The report, published on Wednesday, surveyed 200 institutions from more than 50 countries, with 24 percent of the respondents coming from the Asia-Pacific region, including four to five major banks on the Chinese mainland with private banking business.
Although the report found that the Chinese mainland is the leading market for private banks targeting new clients over the next two years, 88 percent of the respondents said that they regarded offshore transactions as a first choice for potential Chinese clients.
"This is a result of the larger number of high-net-worth individuals (those with investable assets exceeding $1 million), and an increasing need to allocate their assets globally," said Patrick Zhou, a financial service partner at PwC China.
Meanwhile, he added, tougher capital supervision on the mainland is also fueling that trend.
In comparison, in Hong Kong, the third destination market for private banks and where there are fewer restrictions on capital flow, only 14 percent of the private banks said they would recommend offshore investments to their clients.
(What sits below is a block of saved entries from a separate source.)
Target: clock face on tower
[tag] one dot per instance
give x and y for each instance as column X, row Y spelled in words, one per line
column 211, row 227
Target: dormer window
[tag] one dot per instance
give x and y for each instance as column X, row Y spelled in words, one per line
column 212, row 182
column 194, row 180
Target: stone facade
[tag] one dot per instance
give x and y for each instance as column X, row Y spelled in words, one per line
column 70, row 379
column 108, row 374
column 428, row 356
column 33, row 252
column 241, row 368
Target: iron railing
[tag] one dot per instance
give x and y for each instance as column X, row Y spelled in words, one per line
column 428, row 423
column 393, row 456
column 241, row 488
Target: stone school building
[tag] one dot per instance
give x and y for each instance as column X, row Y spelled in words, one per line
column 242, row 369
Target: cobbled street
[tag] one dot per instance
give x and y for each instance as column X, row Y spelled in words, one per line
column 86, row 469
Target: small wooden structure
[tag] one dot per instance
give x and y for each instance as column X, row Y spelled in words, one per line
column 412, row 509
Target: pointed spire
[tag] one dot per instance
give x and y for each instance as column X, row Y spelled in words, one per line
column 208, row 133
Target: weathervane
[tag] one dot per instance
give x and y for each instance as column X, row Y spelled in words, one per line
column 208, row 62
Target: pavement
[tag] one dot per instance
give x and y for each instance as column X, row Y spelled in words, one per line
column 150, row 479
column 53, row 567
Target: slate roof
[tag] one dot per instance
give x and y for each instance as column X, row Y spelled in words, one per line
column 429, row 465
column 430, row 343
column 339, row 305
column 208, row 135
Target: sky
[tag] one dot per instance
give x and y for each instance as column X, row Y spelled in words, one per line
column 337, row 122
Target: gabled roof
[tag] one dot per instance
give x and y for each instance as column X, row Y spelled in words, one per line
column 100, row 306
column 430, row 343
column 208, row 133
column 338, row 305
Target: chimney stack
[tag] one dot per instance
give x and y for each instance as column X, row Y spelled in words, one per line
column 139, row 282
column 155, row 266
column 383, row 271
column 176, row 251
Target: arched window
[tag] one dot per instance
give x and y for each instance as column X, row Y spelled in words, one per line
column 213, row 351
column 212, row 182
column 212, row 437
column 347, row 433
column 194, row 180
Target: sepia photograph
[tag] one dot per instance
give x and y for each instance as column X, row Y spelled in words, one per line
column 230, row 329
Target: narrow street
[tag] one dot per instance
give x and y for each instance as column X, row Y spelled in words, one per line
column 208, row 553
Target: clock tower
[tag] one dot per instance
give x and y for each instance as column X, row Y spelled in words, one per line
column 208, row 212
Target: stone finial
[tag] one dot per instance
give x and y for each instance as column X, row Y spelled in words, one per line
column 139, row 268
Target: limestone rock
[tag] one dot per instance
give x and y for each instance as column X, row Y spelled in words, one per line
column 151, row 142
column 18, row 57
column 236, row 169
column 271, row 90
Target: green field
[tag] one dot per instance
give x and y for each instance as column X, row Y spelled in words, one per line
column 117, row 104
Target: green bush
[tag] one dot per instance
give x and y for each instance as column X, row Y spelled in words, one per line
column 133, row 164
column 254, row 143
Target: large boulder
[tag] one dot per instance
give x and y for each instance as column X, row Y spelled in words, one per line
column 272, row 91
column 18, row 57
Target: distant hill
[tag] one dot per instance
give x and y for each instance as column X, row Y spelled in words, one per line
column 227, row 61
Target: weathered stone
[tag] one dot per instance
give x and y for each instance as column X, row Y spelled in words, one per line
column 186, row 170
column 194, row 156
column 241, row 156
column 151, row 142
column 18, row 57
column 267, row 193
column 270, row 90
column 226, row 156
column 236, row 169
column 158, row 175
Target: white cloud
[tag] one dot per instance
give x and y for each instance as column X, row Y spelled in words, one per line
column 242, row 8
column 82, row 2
In this year's survey, compliance is the top risk concern for private banks, as they struggle to keep pace with the scale, speed and costs of current and planned regulatory changes. The cost of regulations is expected to continue to rise. Cross-border banking regulations and greater tax transparency will increase risks, according to 94 percent of the respondents.
"Offshore strategy must be water-tight and not expose clients and the organization to risk," said the report.
"We hope that the private banking activities on the mainland would increase in the wake of a more convenient cross-border capital flow," said Jimmy Leung, banking and capital markets leader at PwC China. "But China is not yet comparable to the United States or Europe in this area."
Leung said that some foreign banks are now retreating from China or have marked the country as an "inactive" market, because they found it's hard to develop new customers or launch new products.
Deutsche Bank recently closed its last retail business branch in China, following in the steps of Royal Bank of Scotland, which made a similar move earlier this year.
In China, private banks' clients - the majority of whom belong to the so-called "first generation" who created their own wealth - are more sophisticated and private banks need to shift their services from traditional asset investment to financial planning and wealth solutions advice, Leung said.
Despite the rebound of global wealth to around pre-2008 levels, Asia-Pacific's wealth management industry is facing significant margin pressure caused by increasingly stringent and costly regulatory requirements, uneven growth across geographic markets and subdued client activity. These dynamics are further compounded by shifting demographics and existing challenges around operations, technology and talent management.
Yet there's still potential for development: As Asia's population ages, preparing for retirement, enjoying accumulated wealth and the planning for business transitions will become increasingly important, Zhou said, adding that there is still a large gap in competency levels of advisers to engage clients in philanthropy support, tax planning and specialist collection.
"Tailored client servicing ought to be considered to capture more market share. As global and regional private banks target the China market for their new clients, China's private banks need to equip themselves to compete," said Leung.
While continuing to invest in technology infrastructure to achieve efficient processes and sophisticated technical platforms, private banks are being advised to consider sharing back-office functions and creating a center of process excellence to maintain costs and improve efficiency.